The therapy of neurodegenerative diseases such as Parkinson's disease (PD) is still limited to the treatment of symptoms and primarily aimed at compensating for dopaminergic hypofunction. Numerous disease-modifying therapies currently in the pipeline attempt to modify the underlying pathomechanisms. In recent decades, the results of molecular genetics and biomarker research have raised hopes of earlier diagnosis and new neuroprotective therapeutic approaches.
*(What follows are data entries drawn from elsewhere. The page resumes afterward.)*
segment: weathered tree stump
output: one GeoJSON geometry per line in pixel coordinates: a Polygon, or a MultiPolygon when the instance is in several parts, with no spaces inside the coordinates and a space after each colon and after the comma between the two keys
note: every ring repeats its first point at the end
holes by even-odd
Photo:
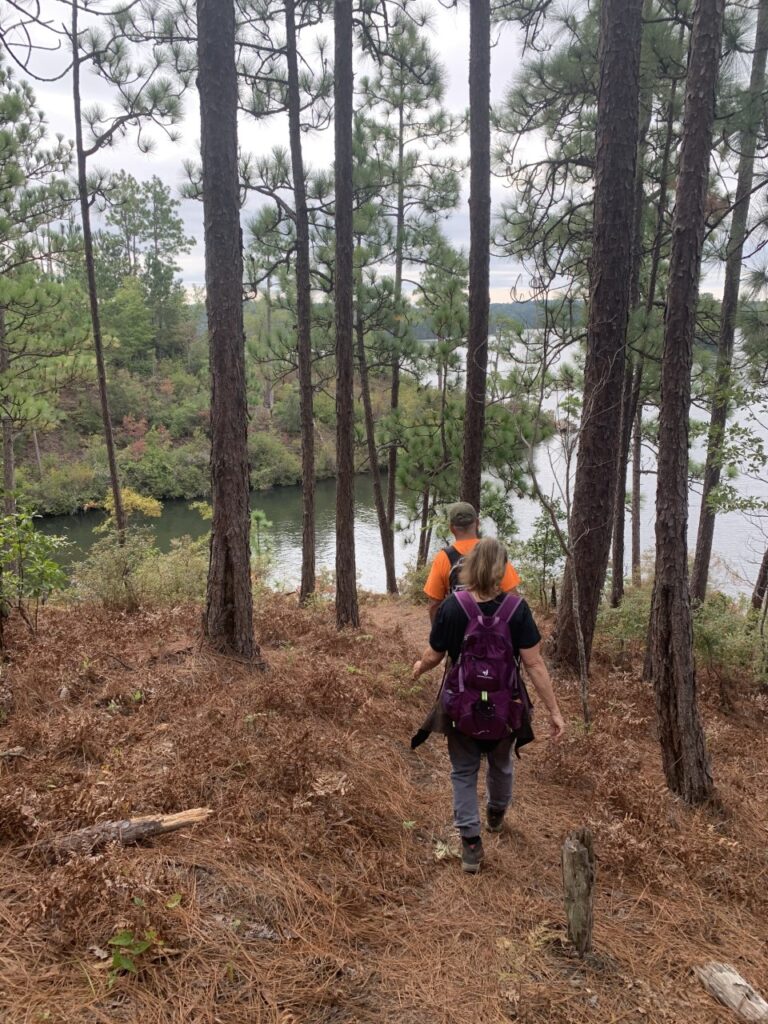
{"type": "Polygon", "coordinates": [[[768,1022],[768,1003],[729,964],[705,964],[695,970],[707,992],[723,1006],[743,1020],[768,1022]]]}
{"type": "Polygon", "coordinates": [[[592,949],[595,851],[592,833],[577,829],[566,838],[561,853],[568,938],[579,956],[592,949]]]}
{"type": "Polygon", "coordinates": [[[213,814],[208,807],[195,807],[178,814],[153,814],[143,818],[127,818],[124,821],[104,821],[98,825],[81,828],[77,832],[38,843],[34,849],[54,860],[66,859],[72,854],[90,854],[109,843],[127,846],[152,836],[176,832],[188,825],[198,825],[213,814]]]}

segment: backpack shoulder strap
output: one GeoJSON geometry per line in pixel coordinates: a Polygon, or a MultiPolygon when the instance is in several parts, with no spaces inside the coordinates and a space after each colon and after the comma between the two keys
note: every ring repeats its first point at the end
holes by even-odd
{"type": "Polygon", "coordinates": [[[496,614],[502,622],[510,622],[522,603],[523,599],[518,594],[506,594],[496,614]]]}
{"type": "Polygon", "coordinates": [[[443,548],[443,554],[451,563],[451,568],[453,568],[459,561],[459,559],[463,557],[461,552],[458,551],[457,548],[453,546],[453,544],[449,544],[448,547],[443,548]]]}
{"type": "Polygon", "coordinates": [[[480,606],[468,590],[457,590],[453,596],[461,605],[461,610],[468,619],[477,618],[478,615],[482,618],[483,613],[480,611],[480,606]]]}

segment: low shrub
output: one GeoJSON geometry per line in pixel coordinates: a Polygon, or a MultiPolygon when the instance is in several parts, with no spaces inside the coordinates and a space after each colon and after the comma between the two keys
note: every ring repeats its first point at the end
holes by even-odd
{"type": "Polygon", "coordinates": [[[167,554],[145,559],[136,573],[143,606],[177,605],[205,597],[208,538],[177,537],[167,554]]]}
{"type": "Polygon", "coordinates": [[[66,574],[58,555],[66,543],[39,533],[28,512],[0,516],[0,647],[2,619],[11,608],[34,631],[41,603],[63,590],[66,574]]]}
{"type": "Polygon", "coordinates": [[[163,554],[147,527],[130,527],[124,542],[97,540],[72,573],[72,596],[115,611],[183,604],[205,594],[207,538],[179,537],[163,554]]]}
{"type": "Polygon", "coordinates": [[[141,604],[138,574],[159,551],[146,528],[131,527],[119,543],[115,532],[95,542],[72,572],[72,595],[79,601],[115,611],[136,611],[141,604]]]}
{"type": "Polygon", "coordinates": [[[710,593],[694,614],[693,641],[698,664],[725,682],[761,673],[762,641],[746,598],[710,593]]]}
{"type": "Polygon", "coordinates": [[[254,491],[297,484],[301,480],[298,455],[277,434],[269,431],[250,434],[248,456],[251,463],[251,487],[254,491]]]}
{"type": "Polygon", "coordinates": [[[208,439],[202,431],[185,444],[174,446],[166,431],[154,428],[119,456],[126,485],[164,499],[207,495],[209,461],[208,439]]]}
{"type": "Polygon", "coordinates": [[[43,476],[38,480],[25,470],[18,473],[19,492],[25,504],[41,515],[68,516],[101,503],[109,487],[106,462],[54,461],[50,456],[43,463],[43,476]]]}
{"type": "Polygon", "coordinates": [[[427,595],[424,593],[424,585],[429,576],[430,564],[416,568],[415,562],[409,562],[405,572],[398,580],[398,588],[403,597],[407,597],[414,604],[426,604],[427,595]]]}
{"type": "MultiPolygon", "coordinates": [[[[597,642],[611,653],[645,652],[652,587],[630,587],[618,608],[601,605],[597,642]]],[[[745,598],[714,591],[693,615],[696,663],[721,683],[762,678],[763,640],[745,598]]]]}

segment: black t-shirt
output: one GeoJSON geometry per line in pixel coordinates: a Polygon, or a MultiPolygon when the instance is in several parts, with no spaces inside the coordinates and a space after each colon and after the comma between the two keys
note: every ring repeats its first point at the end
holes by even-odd
{"type": "MultiPolygon", "coordinates": [[[[483,615],[494,615],[506,595],[499,594],[492,601],[481,601],[480,611],[483,615]]],[[[437,610],[432,632],[429,634],[429,646],[433,651],[447,651],[451,661],[458,661],[461,644],[469,620],[455,595],[443,601],[437,610]]],[[[515,614],[509,620],[509,633],[515,653],[535,647],[541,640],[536,623],[533,621],[531,609],[526,601],[521,601],[515,614]]]]}

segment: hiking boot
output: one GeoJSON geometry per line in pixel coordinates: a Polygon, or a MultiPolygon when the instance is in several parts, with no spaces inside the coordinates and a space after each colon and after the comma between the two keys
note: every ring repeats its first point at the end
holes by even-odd
{"type": "Polygon", "coordinates": [[[480,861],[483,859],[483,841],[478,836],[476,839],[461,840],[461,870],[476,875],[480,870],[480,861]]]}
{"type": "Polygon", "coordinates": [[[489,832],[501,832],[504,827],[505,811],[495,811],[492,807],[486,807],[485,820],[489,832]]]}

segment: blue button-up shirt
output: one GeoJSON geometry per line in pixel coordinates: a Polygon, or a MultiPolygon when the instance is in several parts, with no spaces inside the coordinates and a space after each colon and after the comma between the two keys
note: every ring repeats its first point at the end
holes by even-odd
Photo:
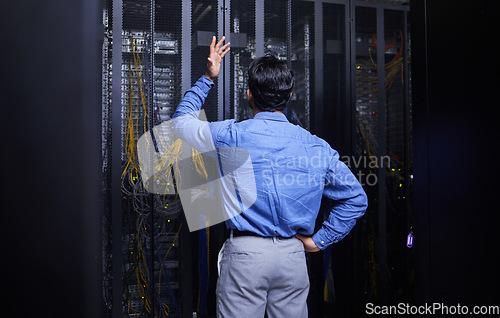
{"type": "MultiPolygon", "coordinates": [[[[189,114],[199,113],[213,85],[202,76],[186,92],[173,116],[182,116],[174,131],[202,151],[207,144],[217,152],[222,147],[248,151],[256,199],[226,221],[228,228],[262,236],[312,235],[321,249],[340,241],[364,214],[367,197],[356,177],[339,160],[338,152],[279,112],[260,112],[241,122],[210,122],[204,129],[207,123],[189,114]],[[332,204],[328,219],[313,235],[322,196],[332,204]]],[[[238,206],[242,207],[234,208],[238,206]]]]}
As the disease-causing processes in monogenetic forms of PD are better understood than in sporadic PD, these disease subsets are likely to benefit first from disease-modifying therapies. Recent studies have suggested that disease-relevant changes found in genetically linked forms of PD (i.e., PARK-LRRK2, PARK-GBA) can also be reproduced in patients in whom no genetic cause can be found, i.e., those with sporadic PD. It can, therefore, be assumed that as soon as the first causal therapy for genetic forms of PD is approved, more patients with PD will undergo genetic testing and counseling. Regarding future neuroprotective trials in neurodegenerative diseases and objective parameters such as biomarkers with high sensitivity and specificity for the diagnosis and course of the disease are needed. These biomarkers will also serve to monitor treatment success in clinical trials. Promising examples in PD, such as alpha-synuclein species, lysosomal enzymes, markers of amyloid and tau pathology, and neurofilament light chain, are under investigation in blood and CSF. This paper provides an overview of the opportunities and current limitations of monogenetic diagnostic and biomarker research in PD and aims to build a bridge between current knowledge and association with PD genetics and biomarkers.

Automated summary

The therapy of neurodegenerative diseases is limited to symptom treatment, but disease-modifying therapies and early diagnosis offer hope for new neuroprotective treatments. Monogenetic forms of Parkinson's disease are likely to benefit from disease-modifying therapies, and biomarkers are crucial for diagnosis and monitoring treatment in clinical trials.